A friend’s birthday sleepover. The dead of night. Lying tucked inside my He-Man sleeping bag on the living room floor of a strange, dark house. This was how I first watched Phantasm. It traumatized me.
It’s told from a kid’s point-of-view. One who’s put away his toys but hasn’t yet discovered girls. His parents died a few months earlier in a car crash. Now, he follows his older brother everywhere. In the process, he uncovers some strange goings-on involving the local mortician, played by Angus Scrimm.
I love how writer-director Don Coscarelli avoids traditional plot tropes. When no one believes him, the kid breaks into the mortuary. After evading a lethal flying ball, he escapes with a gruesome piece of evidence. The next morning, he shows his older brother, who takes a single look and says, “Okay, I believe you.” A lesser film would see the boy lose the evidence during his escape, or have the older brother dismiss it with some awkward rationalization.
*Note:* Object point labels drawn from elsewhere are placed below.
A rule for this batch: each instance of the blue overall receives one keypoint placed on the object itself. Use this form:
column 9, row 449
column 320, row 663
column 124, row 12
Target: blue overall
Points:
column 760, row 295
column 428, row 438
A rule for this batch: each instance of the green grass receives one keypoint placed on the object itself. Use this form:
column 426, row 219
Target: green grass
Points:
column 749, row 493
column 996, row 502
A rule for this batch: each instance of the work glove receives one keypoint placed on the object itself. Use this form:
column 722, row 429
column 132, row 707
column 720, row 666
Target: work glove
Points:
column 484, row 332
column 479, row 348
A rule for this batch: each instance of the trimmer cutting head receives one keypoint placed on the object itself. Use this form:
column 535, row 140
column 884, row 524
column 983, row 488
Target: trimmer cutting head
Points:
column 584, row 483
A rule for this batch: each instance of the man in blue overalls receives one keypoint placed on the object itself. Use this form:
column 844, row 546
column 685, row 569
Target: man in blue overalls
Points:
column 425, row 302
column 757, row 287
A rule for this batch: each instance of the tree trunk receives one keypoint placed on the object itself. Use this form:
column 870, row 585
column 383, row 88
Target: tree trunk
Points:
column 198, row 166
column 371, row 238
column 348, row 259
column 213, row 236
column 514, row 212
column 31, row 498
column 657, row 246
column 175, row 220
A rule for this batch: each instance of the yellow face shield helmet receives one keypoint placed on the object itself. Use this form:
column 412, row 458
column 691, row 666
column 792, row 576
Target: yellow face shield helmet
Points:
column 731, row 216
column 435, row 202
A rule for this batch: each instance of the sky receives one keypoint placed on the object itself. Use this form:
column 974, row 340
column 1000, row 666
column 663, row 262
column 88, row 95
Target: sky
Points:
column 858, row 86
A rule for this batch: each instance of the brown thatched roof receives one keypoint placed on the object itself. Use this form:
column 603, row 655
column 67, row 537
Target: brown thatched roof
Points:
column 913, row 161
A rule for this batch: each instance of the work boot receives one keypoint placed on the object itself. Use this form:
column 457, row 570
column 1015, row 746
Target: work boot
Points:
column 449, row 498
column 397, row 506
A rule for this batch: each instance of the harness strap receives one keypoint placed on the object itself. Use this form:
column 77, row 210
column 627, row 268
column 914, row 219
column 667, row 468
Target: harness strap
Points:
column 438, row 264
I won’t reveal any more of the plot, as much of the film’s joy comes from the unexpected directions it takes. It plays like a surreal nightmare. Scenes feel disjointed. We often sense we’re missing something. These gaps only add to the film’s unrelenting sense of unease.
Though it’s often lumped in with the slasher pictures that dominated early ’80s horror, Phantasm stands apart. It’s equal parts science fiction and dark fantasy. Take out the brief nudity and iconic chrome ball, and you’d have a PG-13 film.
But about that ball. Those with squeamish stomachs may find it rough. As a special effect, it’s a collision of imagination, exploitation, and blood. Lots of blood.
That ball pushed my younger self over the edge. Nightmares plagued me for weeks. So much of the film, from the stark white mortuary interiors to Scrimm himself, looks unsettling. It sounds unsettling too, with an ominous, disconcerting score that adds to the film’s impact.
Watching it now, scenes tug at memories of a more brutal experience. One that carved itself into my malleable psyche and sewed the seeds of my predilection for nihilistic, nightmarish horror.